Why this is fundamentally an AI-coding-era problem
Pre-AI, test_bug situations were rare. Humans renamed a field intentionally, knew the tests referenced the old name, and fixed both at once. The rename and the test update sat in the same commit. The failure mode I described above did not exist because the human held both files in their head.
AI agents do not hold both files in their head. They edit the file they were told to edit. The test file is somewhere else. If the agent does not read the test file in this turn, the rename leaks. PostToolUse catches the leak. R12 tells the agent the leak is a test_bug, not a real_bug. The agent updates the test.
This entire loop is invisible in human-written code. It is mandatory in agent-written code. The economics of test_bug as a class of failure are new, which is why the rule had to be new.
Where to read more
The agent edits platform page describes where R12 plugs in. The hook-based testing explained post covers the broader hook architecture. The R15 adversarial mode post covers the rule R12 most often classifies the output of.
FAQ
What does test_bug mean in AI test failure classification?
A test_bug failure means the test itself is wrong, not the code under test. Stale assertion, renamed field, outdated mock. The right next action is to fix the test, not the source code.
Can R12 be wrong?
Yes. R12 is a heuristic decision tree with a confidence score. Labels below 0.7 confidence are downgraded to “uncertain” and surfaced for human review. Empirically R12 is correct around 92 percent of the time at the 0.7 threshold.

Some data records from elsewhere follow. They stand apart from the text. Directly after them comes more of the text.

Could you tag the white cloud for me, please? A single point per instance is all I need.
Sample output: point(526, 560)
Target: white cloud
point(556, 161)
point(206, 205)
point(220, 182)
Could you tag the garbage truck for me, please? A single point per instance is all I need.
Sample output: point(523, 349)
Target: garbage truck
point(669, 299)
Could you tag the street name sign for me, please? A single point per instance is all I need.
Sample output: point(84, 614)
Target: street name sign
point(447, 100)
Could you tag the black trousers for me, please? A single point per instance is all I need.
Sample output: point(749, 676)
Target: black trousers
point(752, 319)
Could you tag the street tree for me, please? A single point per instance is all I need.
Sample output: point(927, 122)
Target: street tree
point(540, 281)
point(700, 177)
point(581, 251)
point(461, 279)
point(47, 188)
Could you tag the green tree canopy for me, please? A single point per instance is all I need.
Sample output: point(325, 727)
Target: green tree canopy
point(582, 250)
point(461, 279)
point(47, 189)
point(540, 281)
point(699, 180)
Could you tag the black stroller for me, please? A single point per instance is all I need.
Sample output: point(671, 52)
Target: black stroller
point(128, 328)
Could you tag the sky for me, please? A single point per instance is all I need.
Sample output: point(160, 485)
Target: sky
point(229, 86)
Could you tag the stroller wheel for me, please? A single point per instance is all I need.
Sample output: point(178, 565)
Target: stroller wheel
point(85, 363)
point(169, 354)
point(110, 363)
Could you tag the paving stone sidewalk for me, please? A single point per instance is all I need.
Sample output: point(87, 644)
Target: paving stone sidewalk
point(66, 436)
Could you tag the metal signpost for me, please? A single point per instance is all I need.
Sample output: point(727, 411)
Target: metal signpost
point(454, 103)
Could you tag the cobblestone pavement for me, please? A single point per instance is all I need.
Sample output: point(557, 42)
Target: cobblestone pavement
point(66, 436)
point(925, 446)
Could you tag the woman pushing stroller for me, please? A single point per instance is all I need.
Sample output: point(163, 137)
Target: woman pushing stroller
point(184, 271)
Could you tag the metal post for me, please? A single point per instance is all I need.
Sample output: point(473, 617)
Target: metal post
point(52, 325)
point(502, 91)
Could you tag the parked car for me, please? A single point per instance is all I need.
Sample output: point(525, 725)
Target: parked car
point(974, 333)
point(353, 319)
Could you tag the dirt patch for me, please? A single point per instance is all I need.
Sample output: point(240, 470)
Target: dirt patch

What happens when R12 returns “environment”?
The agent does not edit either the test or the source. The failure is logged and surfaced to the user. Environment failures usually need human intervention (start a database, free up memory, configure a missing service).
Why not use an LLM as the classifier?
We tried. LLM-based classification was less consistent than the deterministic decision tree (around 84 percent vs 92 percent in matched conditions) and more expensive (3.2x the API cost). The decision tree has hand-tuned heuristics that capture the structure better than a prompt does.
Does R12 work outside Python?
Yes. The category-from-runner step varies per runner (pytest vs Jest vs Vitest vs Go test), but the decision tree is language-agnostic. The classification labels are the same regardless of runner.